Paul was an amateur, as I have said. He had no AA. So he hired me and Dr. John Robbins (who is more conservative and a lot meaner than I am) and Bruce Bartlett (who writes for the Freeman and has an M.A. in history)—all newcomers. We had the best staff I saw in my limited experience on the Hill. We cranked out more dissenting opinions in a shorter period of time than any other opposition office. On some issues, such as monetary policy, Dr. Paul had the automatic support of several of the old-time conservative congressmen, who couldn't keep up with banking developments. Our hastily assembled staff was better qualified than any we knew of on the House side. Within the conservative ranks, only Sen. Jesse Helms had anything as good. He, too, is an ideologue, a newcomer, and vulnerable in the next election. He, too, refuses to vote any party's line. He, too, was successful before he came to Congress.
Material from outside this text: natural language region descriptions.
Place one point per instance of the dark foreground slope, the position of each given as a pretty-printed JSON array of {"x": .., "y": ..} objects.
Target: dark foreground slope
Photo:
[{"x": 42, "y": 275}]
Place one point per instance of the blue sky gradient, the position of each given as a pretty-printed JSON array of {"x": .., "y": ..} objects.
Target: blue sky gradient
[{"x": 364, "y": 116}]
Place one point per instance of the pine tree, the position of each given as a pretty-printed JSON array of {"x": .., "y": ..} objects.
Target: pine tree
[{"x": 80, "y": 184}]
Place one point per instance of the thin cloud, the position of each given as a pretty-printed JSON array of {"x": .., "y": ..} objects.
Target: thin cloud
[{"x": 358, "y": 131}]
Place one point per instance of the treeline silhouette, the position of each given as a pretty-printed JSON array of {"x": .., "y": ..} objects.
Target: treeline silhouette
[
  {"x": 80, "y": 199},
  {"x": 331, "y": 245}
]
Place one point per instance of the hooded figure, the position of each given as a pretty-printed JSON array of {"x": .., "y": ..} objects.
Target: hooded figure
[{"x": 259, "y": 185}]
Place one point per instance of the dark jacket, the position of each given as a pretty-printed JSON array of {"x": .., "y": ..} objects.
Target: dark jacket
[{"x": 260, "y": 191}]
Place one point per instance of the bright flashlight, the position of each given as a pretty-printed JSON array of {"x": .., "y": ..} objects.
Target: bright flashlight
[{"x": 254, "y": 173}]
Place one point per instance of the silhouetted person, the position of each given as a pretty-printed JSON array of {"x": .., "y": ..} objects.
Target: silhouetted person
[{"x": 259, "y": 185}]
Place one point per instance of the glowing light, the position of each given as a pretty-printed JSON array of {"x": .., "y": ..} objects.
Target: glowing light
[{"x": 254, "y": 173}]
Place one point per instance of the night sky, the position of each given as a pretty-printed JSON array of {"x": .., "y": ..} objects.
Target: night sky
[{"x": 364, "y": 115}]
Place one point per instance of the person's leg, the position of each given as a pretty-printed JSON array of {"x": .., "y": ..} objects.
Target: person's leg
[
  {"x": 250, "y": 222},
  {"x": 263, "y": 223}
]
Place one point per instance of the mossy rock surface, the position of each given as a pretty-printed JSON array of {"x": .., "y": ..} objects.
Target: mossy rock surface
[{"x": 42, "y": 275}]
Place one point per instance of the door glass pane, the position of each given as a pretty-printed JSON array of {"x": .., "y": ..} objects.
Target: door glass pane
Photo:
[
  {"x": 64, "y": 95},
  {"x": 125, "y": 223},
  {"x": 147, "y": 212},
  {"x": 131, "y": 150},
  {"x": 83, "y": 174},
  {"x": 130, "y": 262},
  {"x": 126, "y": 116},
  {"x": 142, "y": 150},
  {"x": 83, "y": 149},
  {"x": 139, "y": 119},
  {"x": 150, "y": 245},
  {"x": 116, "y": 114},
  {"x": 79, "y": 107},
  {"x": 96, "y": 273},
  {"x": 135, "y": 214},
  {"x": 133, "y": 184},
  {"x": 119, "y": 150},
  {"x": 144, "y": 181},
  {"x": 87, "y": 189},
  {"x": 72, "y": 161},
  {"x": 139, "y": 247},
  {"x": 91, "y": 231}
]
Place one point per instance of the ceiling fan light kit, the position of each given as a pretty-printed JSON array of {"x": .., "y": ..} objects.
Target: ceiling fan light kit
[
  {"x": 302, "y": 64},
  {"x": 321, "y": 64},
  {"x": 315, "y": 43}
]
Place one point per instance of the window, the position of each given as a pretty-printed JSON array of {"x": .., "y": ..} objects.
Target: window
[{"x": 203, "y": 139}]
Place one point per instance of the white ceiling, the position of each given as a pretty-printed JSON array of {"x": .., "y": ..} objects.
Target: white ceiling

There are steps that can be taken, though limited, that might reduce some of these defects in the offices of future congressmen. But there will be few challengers to be elected by libertarians and conservatives in the near future, and few changes in Congress. I am a believer in local politics. My experience in Washington didn't change my belief. Those who believe in political salvation at the national level are certain to be disappointed. I knew it was bad before I arrived. When I left, I knew what an optimist I had been before. Things are going to get a lot worse before they get worse.
Gary North is a prolific author and the editor of Remnant Review, from which this article is adapted.